6. The vibrating cone crusher as claimed in claim 5, wherein

the eccentric shaft has an eccentric hole defined in the eccentric sleeve and located eccentrically relative to the transmission shaft; and

the connecting shaft of the head assembly is mounted in the eccentric hole.

7. The vibrating cone crusher as claimed in claim 6 further comprising a swaying mechanism connected to the seat and the upper mounting bracket, selectively swaying the bowl assembly relative to the base and the head assembly.

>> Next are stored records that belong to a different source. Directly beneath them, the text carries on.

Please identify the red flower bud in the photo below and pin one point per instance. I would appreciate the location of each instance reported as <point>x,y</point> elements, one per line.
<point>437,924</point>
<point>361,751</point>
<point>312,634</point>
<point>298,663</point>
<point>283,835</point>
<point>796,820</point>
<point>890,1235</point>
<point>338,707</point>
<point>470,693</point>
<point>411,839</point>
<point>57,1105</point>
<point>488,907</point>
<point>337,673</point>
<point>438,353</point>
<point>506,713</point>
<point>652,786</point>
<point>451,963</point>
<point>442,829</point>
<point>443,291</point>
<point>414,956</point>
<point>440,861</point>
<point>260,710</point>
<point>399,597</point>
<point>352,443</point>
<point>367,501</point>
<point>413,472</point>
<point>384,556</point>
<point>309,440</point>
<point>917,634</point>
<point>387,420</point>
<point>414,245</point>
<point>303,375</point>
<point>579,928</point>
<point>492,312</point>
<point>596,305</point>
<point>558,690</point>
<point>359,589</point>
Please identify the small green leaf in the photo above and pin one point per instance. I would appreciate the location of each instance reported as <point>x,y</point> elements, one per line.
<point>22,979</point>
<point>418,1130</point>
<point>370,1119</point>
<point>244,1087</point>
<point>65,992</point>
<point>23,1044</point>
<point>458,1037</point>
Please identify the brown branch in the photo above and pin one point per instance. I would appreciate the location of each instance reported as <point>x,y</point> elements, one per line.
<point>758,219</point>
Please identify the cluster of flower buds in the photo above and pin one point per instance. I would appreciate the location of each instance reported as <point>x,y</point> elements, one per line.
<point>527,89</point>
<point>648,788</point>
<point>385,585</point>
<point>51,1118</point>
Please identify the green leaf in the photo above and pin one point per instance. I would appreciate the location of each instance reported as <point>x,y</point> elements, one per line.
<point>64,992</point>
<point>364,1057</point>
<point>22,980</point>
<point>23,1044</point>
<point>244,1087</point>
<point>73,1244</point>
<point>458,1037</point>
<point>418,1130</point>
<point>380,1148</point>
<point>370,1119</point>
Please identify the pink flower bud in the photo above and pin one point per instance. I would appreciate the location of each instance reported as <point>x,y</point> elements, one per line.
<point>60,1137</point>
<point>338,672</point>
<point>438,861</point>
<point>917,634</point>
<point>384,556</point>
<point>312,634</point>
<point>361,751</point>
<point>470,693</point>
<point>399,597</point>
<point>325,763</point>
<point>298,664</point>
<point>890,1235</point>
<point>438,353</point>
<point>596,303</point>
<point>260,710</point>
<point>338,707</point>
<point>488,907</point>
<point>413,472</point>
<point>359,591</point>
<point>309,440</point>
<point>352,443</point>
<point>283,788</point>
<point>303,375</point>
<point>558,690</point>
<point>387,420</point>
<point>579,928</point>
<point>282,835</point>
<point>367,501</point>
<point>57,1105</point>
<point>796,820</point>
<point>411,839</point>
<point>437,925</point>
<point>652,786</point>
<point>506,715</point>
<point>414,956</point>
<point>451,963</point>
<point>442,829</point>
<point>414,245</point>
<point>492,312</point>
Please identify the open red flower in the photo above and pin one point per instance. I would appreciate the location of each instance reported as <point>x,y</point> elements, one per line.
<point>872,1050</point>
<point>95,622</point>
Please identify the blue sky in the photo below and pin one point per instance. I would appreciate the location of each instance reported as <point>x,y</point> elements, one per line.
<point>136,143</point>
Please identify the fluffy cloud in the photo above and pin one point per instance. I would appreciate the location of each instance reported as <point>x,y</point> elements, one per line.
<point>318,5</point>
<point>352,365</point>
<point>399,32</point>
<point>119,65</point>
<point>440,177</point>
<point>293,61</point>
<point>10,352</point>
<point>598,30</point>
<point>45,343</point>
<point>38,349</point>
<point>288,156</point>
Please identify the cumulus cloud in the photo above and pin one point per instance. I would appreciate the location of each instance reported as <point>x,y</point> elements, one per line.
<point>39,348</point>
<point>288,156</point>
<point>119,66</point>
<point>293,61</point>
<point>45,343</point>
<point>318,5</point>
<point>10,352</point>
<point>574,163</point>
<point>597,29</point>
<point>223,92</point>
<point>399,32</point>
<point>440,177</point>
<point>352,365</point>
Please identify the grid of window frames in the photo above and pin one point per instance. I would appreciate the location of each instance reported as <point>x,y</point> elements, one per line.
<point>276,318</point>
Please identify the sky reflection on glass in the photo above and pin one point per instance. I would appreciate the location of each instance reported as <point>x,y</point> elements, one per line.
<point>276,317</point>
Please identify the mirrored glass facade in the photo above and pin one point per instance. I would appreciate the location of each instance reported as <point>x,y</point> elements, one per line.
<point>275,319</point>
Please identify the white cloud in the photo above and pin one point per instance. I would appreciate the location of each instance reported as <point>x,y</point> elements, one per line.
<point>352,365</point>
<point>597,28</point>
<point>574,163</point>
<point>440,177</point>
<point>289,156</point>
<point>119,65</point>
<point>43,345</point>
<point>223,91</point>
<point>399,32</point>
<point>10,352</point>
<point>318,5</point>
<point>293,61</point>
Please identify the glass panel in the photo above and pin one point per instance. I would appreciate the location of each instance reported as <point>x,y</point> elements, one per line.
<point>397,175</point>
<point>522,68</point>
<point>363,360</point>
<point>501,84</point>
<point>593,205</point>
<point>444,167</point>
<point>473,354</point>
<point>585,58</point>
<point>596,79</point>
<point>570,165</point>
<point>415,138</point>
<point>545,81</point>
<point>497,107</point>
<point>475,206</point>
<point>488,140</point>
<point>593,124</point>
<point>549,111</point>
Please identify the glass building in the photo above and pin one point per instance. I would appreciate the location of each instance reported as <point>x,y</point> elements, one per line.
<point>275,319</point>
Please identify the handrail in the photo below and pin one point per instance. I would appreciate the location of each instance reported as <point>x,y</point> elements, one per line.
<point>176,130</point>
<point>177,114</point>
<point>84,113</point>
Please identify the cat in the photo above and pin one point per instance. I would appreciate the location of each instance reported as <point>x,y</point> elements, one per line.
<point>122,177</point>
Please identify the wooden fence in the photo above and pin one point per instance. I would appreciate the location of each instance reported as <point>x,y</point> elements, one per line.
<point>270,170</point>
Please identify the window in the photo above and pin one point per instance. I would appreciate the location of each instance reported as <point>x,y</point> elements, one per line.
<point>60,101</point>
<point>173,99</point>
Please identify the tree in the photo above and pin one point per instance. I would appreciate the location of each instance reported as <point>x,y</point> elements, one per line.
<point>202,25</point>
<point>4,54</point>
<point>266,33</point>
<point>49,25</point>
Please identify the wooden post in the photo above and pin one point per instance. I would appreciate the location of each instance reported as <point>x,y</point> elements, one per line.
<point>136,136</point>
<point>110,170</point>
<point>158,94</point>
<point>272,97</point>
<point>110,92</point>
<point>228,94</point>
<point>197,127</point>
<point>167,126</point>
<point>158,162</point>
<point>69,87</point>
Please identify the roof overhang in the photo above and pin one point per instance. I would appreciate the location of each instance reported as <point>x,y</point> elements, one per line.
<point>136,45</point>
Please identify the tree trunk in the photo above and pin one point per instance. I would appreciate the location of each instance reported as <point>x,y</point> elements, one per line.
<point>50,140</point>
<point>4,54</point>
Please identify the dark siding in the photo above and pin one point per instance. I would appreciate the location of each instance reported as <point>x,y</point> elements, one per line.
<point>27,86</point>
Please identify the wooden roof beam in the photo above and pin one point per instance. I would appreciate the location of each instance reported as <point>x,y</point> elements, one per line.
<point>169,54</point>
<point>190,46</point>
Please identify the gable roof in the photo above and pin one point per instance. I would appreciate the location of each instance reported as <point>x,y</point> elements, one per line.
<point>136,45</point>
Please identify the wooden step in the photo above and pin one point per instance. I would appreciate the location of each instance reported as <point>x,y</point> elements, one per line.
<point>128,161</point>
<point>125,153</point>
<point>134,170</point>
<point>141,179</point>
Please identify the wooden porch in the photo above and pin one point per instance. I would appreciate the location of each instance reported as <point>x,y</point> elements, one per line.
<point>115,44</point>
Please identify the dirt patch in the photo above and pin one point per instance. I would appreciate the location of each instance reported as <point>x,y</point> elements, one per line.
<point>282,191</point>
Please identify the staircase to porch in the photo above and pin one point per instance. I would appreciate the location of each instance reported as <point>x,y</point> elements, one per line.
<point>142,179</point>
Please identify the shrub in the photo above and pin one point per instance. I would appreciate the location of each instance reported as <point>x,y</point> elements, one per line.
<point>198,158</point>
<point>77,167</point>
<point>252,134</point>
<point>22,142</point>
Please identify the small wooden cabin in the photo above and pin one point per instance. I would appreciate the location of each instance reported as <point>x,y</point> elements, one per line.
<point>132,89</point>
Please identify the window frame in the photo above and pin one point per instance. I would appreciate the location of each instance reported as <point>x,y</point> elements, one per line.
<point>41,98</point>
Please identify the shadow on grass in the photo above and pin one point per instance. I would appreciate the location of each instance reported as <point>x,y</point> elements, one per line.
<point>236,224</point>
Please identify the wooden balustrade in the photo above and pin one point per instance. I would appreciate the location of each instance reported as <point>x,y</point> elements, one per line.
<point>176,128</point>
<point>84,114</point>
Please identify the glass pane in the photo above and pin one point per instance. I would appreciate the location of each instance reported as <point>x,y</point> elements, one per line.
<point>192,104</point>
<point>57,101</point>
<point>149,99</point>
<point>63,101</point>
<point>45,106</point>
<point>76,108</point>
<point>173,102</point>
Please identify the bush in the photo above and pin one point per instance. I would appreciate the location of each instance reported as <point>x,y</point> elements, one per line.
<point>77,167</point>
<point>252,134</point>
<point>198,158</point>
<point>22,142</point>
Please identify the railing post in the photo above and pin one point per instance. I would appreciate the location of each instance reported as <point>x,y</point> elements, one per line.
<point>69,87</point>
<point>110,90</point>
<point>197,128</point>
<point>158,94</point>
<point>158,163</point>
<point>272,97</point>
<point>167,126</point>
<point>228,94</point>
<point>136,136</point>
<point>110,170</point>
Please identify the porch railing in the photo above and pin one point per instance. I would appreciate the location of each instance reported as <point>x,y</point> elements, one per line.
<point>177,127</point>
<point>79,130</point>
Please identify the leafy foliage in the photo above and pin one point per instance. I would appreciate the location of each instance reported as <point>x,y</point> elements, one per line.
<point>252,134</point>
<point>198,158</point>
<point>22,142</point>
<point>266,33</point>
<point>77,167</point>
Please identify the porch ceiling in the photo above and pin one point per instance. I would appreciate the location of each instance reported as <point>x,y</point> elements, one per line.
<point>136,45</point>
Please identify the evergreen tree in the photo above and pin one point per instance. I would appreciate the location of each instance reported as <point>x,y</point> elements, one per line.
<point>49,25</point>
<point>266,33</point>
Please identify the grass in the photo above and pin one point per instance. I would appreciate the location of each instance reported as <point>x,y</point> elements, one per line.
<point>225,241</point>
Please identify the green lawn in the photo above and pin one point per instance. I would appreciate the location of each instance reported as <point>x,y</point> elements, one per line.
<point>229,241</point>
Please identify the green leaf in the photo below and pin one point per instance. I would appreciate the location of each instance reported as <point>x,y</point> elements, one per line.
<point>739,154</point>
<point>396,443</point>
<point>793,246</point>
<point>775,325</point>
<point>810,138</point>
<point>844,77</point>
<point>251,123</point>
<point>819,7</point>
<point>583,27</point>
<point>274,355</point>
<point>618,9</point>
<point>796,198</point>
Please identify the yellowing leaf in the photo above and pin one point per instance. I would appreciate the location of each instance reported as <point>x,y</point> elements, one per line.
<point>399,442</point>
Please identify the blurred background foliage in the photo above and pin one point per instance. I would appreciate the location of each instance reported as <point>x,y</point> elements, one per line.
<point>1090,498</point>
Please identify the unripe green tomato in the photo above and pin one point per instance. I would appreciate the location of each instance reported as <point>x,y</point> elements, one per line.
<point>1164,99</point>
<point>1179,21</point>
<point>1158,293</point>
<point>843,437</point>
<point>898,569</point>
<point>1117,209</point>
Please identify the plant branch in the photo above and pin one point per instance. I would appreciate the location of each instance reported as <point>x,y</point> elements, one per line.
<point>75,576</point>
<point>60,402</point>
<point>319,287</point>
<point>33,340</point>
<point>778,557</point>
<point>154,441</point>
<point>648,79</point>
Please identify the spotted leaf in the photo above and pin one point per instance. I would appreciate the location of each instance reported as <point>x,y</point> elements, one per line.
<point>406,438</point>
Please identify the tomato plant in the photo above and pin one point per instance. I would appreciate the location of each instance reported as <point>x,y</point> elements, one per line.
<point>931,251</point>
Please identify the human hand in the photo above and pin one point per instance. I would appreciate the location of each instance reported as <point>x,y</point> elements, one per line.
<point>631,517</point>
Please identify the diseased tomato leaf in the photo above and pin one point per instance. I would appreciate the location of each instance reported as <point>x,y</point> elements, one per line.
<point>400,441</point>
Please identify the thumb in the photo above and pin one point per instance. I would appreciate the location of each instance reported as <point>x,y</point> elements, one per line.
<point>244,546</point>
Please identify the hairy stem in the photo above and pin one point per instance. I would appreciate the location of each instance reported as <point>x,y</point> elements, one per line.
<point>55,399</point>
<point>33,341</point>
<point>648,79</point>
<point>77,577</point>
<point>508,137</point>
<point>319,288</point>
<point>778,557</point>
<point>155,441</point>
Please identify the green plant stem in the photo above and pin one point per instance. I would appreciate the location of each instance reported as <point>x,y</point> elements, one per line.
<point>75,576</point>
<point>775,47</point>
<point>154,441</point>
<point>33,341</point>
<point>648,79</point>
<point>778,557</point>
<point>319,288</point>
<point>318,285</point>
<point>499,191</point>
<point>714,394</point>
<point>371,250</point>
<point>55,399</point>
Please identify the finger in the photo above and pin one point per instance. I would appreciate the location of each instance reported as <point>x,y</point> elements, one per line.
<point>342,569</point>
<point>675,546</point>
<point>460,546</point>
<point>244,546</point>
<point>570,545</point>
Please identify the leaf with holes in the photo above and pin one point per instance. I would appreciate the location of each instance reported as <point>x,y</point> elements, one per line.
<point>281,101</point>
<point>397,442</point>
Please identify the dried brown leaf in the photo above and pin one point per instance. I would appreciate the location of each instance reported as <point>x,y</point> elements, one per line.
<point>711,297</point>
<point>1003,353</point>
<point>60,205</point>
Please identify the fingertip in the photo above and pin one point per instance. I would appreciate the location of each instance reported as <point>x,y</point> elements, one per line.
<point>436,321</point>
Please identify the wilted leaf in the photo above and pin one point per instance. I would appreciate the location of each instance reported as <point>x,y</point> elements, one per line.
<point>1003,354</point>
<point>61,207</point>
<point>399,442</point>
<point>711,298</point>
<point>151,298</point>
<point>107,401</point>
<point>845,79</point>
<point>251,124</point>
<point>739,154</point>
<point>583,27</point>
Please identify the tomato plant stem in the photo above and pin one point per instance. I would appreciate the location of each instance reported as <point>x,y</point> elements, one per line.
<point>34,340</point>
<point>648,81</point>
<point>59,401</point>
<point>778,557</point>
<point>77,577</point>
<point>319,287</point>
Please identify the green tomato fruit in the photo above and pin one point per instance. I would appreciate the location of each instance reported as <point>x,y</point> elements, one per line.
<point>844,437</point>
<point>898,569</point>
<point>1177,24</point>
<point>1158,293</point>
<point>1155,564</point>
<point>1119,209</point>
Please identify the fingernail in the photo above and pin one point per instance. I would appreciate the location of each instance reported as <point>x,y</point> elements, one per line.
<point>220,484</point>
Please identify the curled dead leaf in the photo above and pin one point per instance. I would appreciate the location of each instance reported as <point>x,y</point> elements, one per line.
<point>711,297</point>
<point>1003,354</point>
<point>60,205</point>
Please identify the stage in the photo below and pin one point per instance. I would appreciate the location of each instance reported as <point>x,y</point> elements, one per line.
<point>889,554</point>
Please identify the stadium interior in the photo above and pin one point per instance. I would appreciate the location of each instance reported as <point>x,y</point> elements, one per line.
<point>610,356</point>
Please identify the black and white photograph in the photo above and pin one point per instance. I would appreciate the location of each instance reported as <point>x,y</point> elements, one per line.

8. The vibrating cone crusher as claimed in claim 7, wherein the swaying mechanism has

a limiting ring being annular, mounted securely around the seat and having multiple through holes defined through the limiting ring;

multiple adjustment bolts mounted respectively through the through holes of the limiting ring and each adjustment bolt having a bottom end;

a supporting bracket being annular and connected securely to the upper mounting bracket of the bowl assembly;

a first sliding member being annular and mounted on the bottom ends of the adjustment bolts;

a second sliding member being annular and mounted on the supporting bracket, contacting the first sliding member;

multiple second springs mounted between the seat and the second sliding member and biasing the second sliding member against the first sliding member.

9. The vibrating cone crusher as claimed in claim 8, wherein

the first sliding member has a spherical bottom surface; and

the second sliding member has a spherical top surface movably contacting the spherical bottom surface of the first sliding member.

10. The vibrating cone crusher as claimed in claim 1, wherein the transmission shaft is rotatably mounted through the inner mounting bracket.